Hyderabad-based NCL Industries, for instance, emerged from a near-death experience – through a corporate debt restructuring (CDR) in 2013 as the cement industry slumped during the slowdown and NCL was saddled with a debt burden of Rs100 crore and plants running at 40 per cent capacity. (Read Cementing Its Future on page 74.)
Toll collection and road maintenance firm MEP Infrastructure Developers, owned by the Mhaiskar family, entered road construction to ride over its overdependence on one stream of business. It is reaping the benefits of government’s Rs4 lakh crore infrastructure push this fiscal. In the past 18 months, it has bagged six road projects worth Rs3,900 crore across Gujarat and Maharashtra.
Or take the case of the reclusive Sat Narain Gupta of Bharat Rasayan, which owes its rapid growth to identifying and launching generic versions of fast-selling agro-chemicals that are going off-patent well before competition sets in. Gupta’s heady cocktail of affordable generic pesticides, insecticides, herbicides and fungicides has even forced MNCs to procure products from Bharat Rasayan.
Another unknown face H.C. Garg’s Panipat-based rice exporter GRM Overseas will probably be the first among this year’s winners to breach the Rs1,000-crore mark and move to the next level as it is on the verge of a major global breakthrough. With its first overseas subsidiary set-up in the UK and rice supply contracts from Walmart-owned ASDA and TJ Morris and plans to enter the US market, the debt-free company has already quadrupled its April-June 2017 revenue to Rs335 crore from just Rs85 crore in April-June 2016. The promoter family is beginning to dream of the billion-dollar club.
Then, there’s the contrarian in Anita Arjundas, Managing Director of Mahindra Lifespace Developers, who is in no hurry to race to the billion-dollar mark. In fact, she prevented her firm from the suicidal land-grabbing that nearly every major real estate firm went into by diverting funds from project investors into land parcels during the boom of 2005-2009. That restraint worked. Today, while most of those realty developers are stuck with unfinished projects and massive land parcels across the country, Mahindra Lifespace sits on a cash pile of Rs300 crore.
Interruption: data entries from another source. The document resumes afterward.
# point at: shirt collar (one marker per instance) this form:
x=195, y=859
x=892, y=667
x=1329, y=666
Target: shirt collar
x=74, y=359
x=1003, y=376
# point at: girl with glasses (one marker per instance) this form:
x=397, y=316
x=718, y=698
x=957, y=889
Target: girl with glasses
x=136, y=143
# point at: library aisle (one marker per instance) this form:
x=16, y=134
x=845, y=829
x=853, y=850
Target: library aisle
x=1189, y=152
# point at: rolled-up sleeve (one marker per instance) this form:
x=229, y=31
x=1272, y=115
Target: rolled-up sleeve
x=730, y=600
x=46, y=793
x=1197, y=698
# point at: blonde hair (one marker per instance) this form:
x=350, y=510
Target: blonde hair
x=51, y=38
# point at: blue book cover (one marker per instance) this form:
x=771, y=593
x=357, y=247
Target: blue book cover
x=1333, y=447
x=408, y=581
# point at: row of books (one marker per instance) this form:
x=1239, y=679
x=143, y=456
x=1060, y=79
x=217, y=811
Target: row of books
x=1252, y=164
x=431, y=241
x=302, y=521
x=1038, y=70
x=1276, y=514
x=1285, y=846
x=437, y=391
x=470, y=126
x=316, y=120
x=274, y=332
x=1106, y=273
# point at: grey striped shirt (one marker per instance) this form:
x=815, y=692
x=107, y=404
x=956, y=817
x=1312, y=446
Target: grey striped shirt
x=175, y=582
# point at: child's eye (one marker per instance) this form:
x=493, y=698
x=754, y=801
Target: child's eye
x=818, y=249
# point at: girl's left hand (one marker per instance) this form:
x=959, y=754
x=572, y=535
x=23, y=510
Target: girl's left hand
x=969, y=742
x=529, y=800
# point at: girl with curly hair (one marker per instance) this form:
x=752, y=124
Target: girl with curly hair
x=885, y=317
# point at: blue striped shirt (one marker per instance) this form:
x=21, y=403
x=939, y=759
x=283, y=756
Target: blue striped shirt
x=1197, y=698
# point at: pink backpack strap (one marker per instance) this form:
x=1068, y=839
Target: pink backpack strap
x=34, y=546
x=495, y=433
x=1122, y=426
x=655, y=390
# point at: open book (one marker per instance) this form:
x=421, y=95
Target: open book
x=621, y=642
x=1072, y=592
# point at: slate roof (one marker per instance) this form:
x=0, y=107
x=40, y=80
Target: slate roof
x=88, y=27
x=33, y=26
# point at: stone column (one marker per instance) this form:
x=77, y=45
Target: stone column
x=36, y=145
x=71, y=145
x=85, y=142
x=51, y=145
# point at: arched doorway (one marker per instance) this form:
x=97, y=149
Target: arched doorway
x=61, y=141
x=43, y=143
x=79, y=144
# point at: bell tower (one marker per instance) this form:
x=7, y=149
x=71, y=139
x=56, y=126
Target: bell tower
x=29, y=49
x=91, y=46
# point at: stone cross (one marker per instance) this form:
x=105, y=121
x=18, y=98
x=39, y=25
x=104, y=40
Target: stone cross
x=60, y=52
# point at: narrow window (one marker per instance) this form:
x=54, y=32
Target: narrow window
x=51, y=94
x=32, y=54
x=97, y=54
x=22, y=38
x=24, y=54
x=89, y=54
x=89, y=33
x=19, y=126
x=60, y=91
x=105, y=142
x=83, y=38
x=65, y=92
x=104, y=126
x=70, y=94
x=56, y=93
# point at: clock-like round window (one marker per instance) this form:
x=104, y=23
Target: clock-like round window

Hyderabad-based V. Ramesh, of Nile Limited, could easily claim he ‘pivoted’ long before the term became fashionable for companies that change their line of business as a going concern, thanks to the Internet era. Seventeen years ago, he sold his equipment glass-lining business to enter the lead recycling business. He couldn’t have asked for a better home-run as the business he began by accident has turned out to be a huge money-spinner. That gave the Navabharat Industrial Linings and Equipment Limited its new name ‘Nile Limited’. Ramesh thrives on long-standing relationships with major customers, vendors and suppliers and takes enormous pride in his innovative streak.
If you are employed in Gujarat, you ought to be in a state of nirvana if you are not an entrepreneur on the side. Entrepreneurship is as infectious in the state as viral fever is during the monsoons. Varanasi-born Dhirendra Singh was a happy-go-lucky government employee posted at Vadodara, when the Gujarati entrepreneurial streak captured him. He set up Manpasand Beverages, put together his family funds and launched a fruit juice ‘Mango Sip’ initially in UP. Today, it’s a national brand.
Those and other such tales of triumph of entrepreneurship make up this year’s Fastest-growing Emerging Companies list.